In most cases, sequencing analysis confirmed the MALDI TOF MS results, at least at a genus level. Some isolates were identified using sequencing, even if they were not identified using mass spectrometry (Table 3). However, some isolates were identified quite differently, e.g., isolate 1.4 was identified as Morganella morgani by MALDI TOF with a high score. The BLAST analysis of the sequence of isolate 1.4 was assigned to the Microbacterium genus, for which all members were Gram-positive. In this case, the result of Gram staining correlated more with the MALDI TOF identifications. The same situation was found for isolate 1.5. According to Gram staining, the isolate contained Gram-negative bacteria, which correlated with the MALDI TOF result for Pseudomonas monteilii.
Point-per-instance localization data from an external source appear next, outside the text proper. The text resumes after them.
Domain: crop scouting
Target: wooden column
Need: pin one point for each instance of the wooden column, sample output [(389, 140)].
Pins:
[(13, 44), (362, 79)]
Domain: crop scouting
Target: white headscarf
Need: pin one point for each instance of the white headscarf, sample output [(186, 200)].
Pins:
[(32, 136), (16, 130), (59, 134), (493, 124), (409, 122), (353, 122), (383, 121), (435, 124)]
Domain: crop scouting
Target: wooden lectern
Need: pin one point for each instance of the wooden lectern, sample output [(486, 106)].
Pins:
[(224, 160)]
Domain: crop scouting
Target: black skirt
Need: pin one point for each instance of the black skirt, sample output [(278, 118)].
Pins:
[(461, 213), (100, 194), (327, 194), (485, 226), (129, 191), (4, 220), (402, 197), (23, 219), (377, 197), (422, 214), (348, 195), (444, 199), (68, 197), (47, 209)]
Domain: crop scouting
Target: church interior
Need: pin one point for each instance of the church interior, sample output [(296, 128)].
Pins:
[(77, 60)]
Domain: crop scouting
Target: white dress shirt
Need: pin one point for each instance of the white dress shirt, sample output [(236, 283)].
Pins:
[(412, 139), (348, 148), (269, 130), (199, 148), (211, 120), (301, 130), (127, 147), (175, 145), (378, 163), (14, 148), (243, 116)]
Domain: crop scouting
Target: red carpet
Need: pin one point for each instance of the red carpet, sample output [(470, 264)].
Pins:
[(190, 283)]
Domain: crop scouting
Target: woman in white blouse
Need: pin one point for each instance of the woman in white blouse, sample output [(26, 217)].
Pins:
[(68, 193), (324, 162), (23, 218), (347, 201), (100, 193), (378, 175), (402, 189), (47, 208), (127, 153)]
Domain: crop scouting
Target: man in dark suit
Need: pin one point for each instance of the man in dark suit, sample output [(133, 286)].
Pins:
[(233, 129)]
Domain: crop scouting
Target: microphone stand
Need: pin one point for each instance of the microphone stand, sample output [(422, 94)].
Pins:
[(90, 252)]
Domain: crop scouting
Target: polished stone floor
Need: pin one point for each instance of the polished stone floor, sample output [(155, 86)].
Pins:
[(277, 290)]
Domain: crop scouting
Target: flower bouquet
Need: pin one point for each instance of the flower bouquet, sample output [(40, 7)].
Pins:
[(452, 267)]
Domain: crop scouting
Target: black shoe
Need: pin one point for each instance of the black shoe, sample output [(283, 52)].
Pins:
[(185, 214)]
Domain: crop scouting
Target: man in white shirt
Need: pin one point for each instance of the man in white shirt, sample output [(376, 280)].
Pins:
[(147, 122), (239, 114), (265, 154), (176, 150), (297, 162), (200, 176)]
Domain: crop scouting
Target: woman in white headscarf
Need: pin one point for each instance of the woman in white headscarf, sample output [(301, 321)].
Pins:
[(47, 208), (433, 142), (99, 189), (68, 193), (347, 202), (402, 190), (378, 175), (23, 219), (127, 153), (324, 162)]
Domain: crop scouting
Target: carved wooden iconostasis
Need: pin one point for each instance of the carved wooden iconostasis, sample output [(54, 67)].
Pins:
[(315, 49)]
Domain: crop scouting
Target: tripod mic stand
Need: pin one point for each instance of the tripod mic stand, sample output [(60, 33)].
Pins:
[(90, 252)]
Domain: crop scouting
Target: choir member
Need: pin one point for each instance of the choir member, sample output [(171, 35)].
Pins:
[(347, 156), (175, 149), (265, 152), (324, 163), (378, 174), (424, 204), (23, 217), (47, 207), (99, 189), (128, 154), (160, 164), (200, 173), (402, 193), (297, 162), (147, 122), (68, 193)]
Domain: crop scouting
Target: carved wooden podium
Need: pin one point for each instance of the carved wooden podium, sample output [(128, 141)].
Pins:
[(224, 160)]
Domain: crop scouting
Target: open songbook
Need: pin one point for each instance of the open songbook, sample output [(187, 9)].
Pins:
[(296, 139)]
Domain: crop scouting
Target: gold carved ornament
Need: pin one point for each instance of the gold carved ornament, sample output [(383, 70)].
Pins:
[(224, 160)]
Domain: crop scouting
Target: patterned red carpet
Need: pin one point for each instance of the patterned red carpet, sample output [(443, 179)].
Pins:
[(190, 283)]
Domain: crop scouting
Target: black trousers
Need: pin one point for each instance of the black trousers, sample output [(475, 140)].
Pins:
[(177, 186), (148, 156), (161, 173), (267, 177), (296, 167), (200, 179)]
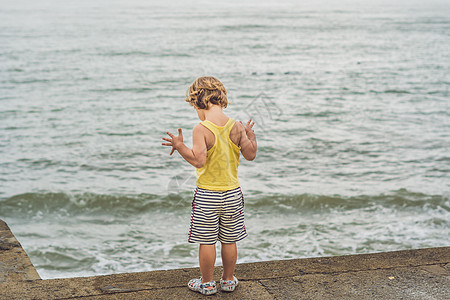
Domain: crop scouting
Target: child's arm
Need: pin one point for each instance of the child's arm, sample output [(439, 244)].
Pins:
[(195, 156), (248, 140)]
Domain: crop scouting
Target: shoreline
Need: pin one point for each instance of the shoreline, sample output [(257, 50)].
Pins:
[(405, 274)]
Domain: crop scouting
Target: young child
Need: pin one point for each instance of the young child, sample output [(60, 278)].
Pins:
[(218, 204)]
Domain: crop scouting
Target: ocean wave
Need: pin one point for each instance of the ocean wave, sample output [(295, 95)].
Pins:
[(124, 205)]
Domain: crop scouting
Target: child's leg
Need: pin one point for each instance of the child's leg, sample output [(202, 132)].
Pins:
[(229, 257), (207, 258)]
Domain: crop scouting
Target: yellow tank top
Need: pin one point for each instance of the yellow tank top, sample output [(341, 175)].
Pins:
[(220, 170)]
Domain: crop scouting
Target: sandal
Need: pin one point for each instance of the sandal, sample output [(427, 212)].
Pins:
[(228, 285), (207, 288)]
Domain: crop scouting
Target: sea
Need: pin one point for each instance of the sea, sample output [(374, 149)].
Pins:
[(351, 103)]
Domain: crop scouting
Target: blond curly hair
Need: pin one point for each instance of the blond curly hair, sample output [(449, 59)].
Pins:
[(205, 90)]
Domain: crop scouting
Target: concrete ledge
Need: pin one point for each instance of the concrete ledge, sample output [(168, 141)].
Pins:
[(408, 274)]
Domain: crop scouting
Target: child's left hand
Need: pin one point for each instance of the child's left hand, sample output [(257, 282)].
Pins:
[(174, 141)]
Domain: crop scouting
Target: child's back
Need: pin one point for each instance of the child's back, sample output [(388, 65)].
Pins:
[(218, 204)]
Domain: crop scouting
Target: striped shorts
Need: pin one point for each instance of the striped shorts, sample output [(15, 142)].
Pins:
[(217, 215)]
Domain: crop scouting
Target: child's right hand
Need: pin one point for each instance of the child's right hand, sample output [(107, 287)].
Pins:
[(174, 141)]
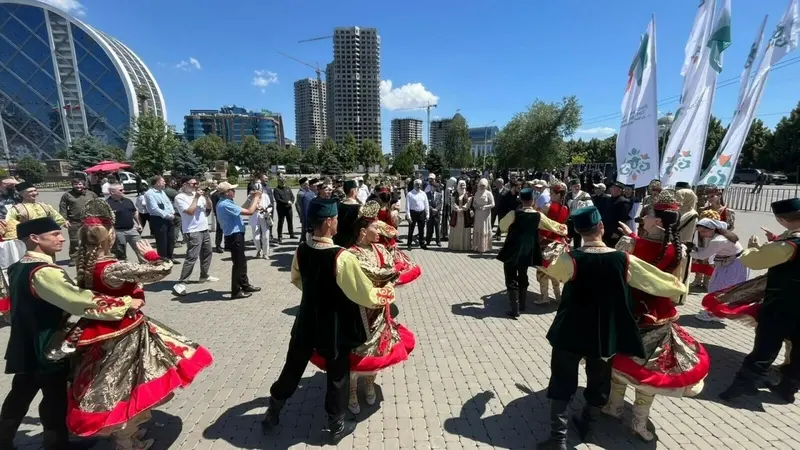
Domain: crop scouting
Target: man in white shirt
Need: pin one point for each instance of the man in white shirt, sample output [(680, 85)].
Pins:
[(363, 191), (194, 206), (417, 212)]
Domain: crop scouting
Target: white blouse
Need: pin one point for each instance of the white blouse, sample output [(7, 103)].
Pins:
[(719, 246)]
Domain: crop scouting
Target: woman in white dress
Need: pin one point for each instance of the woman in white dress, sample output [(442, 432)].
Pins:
[(461, 217), (260, 222), (482, 203)]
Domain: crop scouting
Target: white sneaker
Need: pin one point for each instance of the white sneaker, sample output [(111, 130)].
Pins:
[(706, 317), (179, 289)]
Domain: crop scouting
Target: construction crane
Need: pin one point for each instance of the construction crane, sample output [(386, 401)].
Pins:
[(315, 39), (428, 108)]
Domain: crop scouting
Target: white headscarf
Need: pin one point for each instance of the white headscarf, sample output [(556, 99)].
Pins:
[(712, 224)]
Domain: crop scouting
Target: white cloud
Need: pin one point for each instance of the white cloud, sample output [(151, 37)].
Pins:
[(264, 78), (71, 6), (191, 64), (598, 132), (411, 95)]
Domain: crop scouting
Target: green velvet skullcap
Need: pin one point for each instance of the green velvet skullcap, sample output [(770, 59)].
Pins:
[(585, 218), (786, 206)]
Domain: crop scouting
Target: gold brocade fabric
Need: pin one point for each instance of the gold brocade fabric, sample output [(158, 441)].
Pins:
[(381, 328)]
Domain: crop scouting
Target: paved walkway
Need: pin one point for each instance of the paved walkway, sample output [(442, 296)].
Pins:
[(475, 380)]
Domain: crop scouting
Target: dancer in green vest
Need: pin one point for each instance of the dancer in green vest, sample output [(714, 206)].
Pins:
[(779, 315), (521, 249), (594, 324), (42, 298), (329, 320)]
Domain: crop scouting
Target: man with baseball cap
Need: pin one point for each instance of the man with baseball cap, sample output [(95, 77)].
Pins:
[(230, 215)]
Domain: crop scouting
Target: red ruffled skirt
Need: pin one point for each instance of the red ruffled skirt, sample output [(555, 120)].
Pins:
[(122, 376), (676, 367), (389, 343), (740, 302)]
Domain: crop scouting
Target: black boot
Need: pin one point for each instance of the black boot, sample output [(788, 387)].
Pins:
[(743, 384), (272, 418), (513, 300), (339, 429), (584, 422), (558, 427), (785, 390)]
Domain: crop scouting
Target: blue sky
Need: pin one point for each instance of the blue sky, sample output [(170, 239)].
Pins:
[(489, 60)]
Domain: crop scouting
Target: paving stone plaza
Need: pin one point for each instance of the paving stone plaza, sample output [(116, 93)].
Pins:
[(475, 380)]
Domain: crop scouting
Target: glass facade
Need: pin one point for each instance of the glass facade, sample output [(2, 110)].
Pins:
[(61, 79)]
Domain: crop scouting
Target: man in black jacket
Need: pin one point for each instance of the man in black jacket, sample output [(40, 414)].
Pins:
[(618, 209), (284, 199)]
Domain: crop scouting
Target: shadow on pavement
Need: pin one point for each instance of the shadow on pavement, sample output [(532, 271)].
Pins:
[(724, 364), (526, 420), (303, 419), (693, 322)]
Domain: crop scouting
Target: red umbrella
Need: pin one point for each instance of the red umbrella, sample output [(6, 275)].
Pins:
[(107, 166)]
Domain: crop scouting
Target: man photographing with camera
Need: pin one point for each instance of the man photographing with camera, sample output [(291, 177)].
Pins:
[(194, 207)]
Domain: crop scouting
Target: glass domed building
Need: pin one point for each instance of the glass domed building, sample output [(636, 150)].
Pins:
[(61, 79)]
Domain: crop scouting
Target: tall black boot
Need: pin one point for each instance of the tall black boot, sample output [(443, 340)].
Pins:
[(744, 383), (584, 422), (272, 418), (513, 300), (558, 427), (785, 389), (339, 429)]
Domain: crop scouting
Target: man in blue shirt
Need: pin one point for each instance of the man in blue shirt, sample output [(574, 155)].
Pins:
[(162, 216), (229, 215)]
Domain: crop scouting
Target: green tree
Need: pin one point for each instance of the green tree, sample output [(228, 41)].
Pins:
[(755, 146), (535, 138), (784, 151), (347, 152), (185, 162), (369, 154), (87, 151), (311, 158), (457, 144), (716, 133), (434, 162), (153, 144), (209, 149), (31, 169)]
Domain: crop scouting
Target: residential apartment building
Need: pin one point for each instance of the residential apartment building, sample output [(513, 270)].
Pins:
[(233, 123), (310, 112), (483, 140), (354, 80), (404, 132)]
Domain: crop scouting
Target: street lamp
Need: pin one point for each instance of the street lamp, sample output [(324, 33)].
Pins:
[(485, 139)]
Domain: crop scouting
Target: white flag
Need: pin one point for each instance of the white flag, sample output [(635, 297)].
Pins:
[(783, 41), (744, 81), (683, 155), (637, 141)]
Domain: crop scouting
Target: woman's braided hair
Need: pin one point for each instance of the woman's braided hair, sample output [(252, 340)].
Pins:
[(91, 236), (666, 209)]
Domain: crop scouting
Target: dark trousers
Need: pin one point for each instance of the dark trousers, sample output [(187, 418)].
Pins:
[(164, 232), (52, 408), (417, 220), (770, 335), (287, 216), (337, 373), (577, 240), (516, 277), (564, 378), (235, 244), (432, 226)]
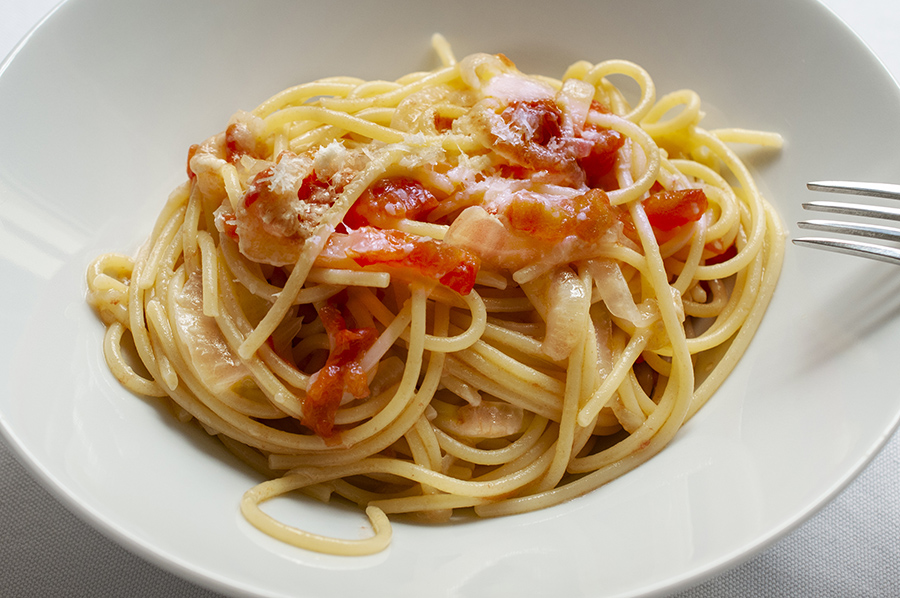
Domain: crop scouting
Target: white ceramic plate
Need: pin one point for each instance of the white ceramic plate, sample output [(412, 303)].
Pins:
[(97, 111)]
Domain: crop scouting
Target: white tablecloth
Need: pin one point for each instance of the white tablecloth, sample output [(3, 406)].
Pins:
[(849, 549)]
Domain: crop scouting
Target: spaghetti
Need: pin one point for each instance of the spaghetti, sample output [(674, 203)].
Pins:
[(466, 289)]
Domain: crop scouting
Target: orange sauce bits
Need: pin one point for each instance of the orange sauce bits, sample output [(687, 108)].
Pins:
[(587, 216), (388, 201), (452, 266), (341, 373)]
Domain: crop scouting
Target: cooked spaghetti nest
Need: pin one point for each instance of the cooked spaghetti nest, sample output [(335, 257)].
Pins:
[(467, 289)]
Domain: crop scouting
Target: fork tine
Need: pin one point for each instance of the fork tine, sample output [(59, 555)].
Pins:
[(885, 190), (856, 248), (852, 209), (872, 231)]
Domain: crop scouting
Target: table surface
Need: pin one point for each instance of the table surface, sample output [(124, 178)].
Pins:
[(850, 548)]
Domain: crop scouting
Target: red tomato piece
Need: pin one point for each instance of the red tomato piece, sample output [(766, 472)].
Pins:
[(342, 371), (598, 165), (388, 201), (587, 216), (452, 266), (668, 210)]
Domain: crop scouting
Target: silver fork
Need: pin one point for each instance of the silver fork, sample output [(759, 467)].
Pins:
[(875, 251)]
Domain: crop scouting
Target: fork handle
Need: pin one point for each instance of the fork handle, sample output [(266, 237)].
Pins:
[(885, 190)]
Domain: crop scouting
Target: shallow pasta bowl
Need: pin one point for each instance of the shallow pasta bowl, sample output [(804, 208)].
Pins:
[(98, 109)]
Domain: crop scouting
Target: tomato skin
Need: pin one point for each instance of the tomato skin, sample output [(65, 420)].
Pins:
[(342, 371), (388, 201), (454, 267), (587, 216), (668, 210), (598, 165)]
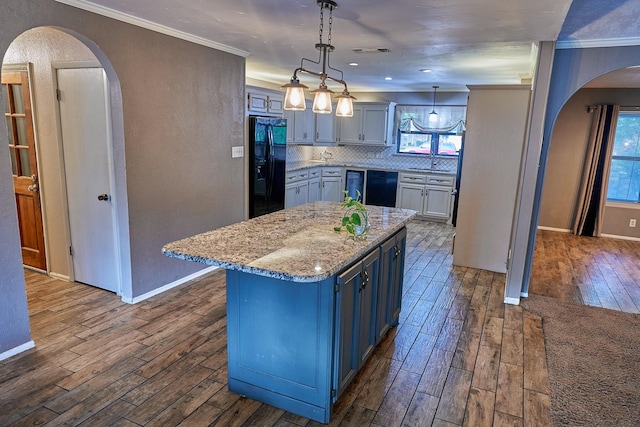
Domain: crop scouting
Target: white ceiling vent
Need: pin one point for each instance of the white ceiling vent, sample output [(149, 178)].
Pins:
[(371, 50)]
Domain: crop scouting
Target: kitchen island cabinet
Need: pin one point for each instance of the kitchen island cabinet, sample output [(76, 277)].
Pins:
[(303, 301)]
Nevertheless, different Gram stain results are not necessarily incorrect. Even though there is a standard routine for Gram staining, there are some variables that can affect this stain, e.g., the age of the culture, the amount of decolourizer used, the time of decolorization, the type of organism (acid-fast bacteria and spores do not stain well), the thickness of the smear, and the general care of the stainer. Moreover, some bacterial species can be Gram-variable [15].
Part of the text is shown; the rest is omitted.